Nella seconda parte del brano (vv.33-35) veniamo infatti a sapere di una disputa accesa in cui si sono lasciati coinvolgere. La disputa era sui primi posti, un tema molto dibattuto fra i rabbini del tempo: sia i santi nel cielo, che i viventi nella terra dovevano essere catalogati in vari ranghi, dovevano avere le loro posizioni a seconda dei loro meriti: i giusti posto di prestigio, gli impuri invece andavano emarginati.
Marco ricostruisce bene la scena in cui Gesù assume il ruolo del Maestro e pronuncia poi il suo giudizio solenne sulla vera grandezza dell’uomo: “Se uno vuol essere il primo, sia l’ultimo di tutti, e il servitore di tutti” (v. 35). Per rafforzare la sua lezione compie anche un gesto emblematico: prende un bambino, lo colloca nel mezzo, ed esorta ad accoglierlo nel suo nome. Anche nel capitolo decimo Marco parlerà della necessità di accogliere i bambini. Nell’episodio odierno i fanciulli sono indicati come simboli della persona debole ed indifesa che ha bisogno di necessità e di cure, a cui va accordata una speciale attenzione. Il significato del gesto è inequivocabile: Gesù desidera che nella sua comunità sia accordata una particolare attenzione alle persone più fragili, povere, bisognose, a coloro che contano di meno.
Che cosa possiamo imparare?
Rimaniamo impressionati da come la reazione dei discepoli davanti alla sofferenza di Gesù, che sta condividendo con loro l’esito drammatico della sua missione apostolica, sia quella di cominciare una discussione fra di loro su chi fosse il più grande!
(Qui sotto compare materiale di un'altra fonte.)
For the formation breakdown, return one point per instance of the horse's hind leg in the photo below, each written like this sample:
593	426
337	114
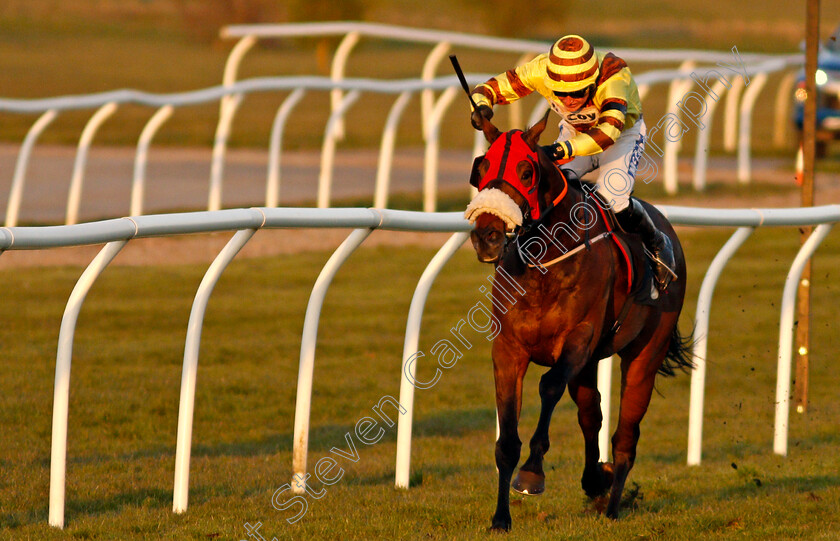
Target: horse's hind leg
573	359
584	391
531	477
636	389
Davvero sorprendente: Gesù condivide con loro il dramma di una morte imminente, e loro litigano su chi sarà il suo successore, cercando di dimostrare chi sarà il più adeguato a candidarsi e come sostituirlo!
Avere una mentalità competitiva è molto comune: siamo cresciuti in essa fin da bambini. Se crediamo che nella vita quel che conta è arrivare primi gli altri saranno sentiti sempre come avversari. Gran parte delle nostre relazioni sociali è segnata (sotto sotto) dalla preoccupazione di “battere” l’avversario… A pensarci bene, è questo il lavoro del divisore, il maligno, instillare in noi un’insaziabile bisogno di supremazia, che alla fine ci rende vuoti, isolati, insoddisfatti (oltre che brutali…).
Davanti a questo stato di cose Gesù si limita a prendere un bambino e ad abbracciarlo! Il messaggio è luminoso: lo scopo della vita non è arrivare primi, ma lasciarsi abbracciare da Dio, accogliendo e riconoscendo in pace la propria fragilità. Chi non ha integrato in sé il proprio limite, in genere non si lascia nemmeno abbracciare da Dio! Vorremmo tutti essere adulti, maturi, sicuri di noi stessi. Forse dobbiamo scoprire che siamo tutti bambini da accogliere. Sa accogliere i bambini chi si è riconciliato con la sua piccolezza. Dietro un adulto competitivo ed aggressivo c’è spesso un fanciullo che non è stato mai accolto con amore.
La consegna evangelica di oggi sta probabilmente in un invito a cambiare il nostro sguardo su noi stessi e sul nostro prossimo, passando dalla competizione (con noi stessi, e con il prossimo), all’abbraccio ed all’accoglienza.
Domande per continuare la riflessione
-Che rapporto trovo nella mia vita tra amore e abbandono di me stesso?-Cosa potrebbe voler dire per me imparare a lasciarmi abbracciare, come un bambino, da Gesù, e dagli altri? Quale tipo di conversione comporterebbe per me?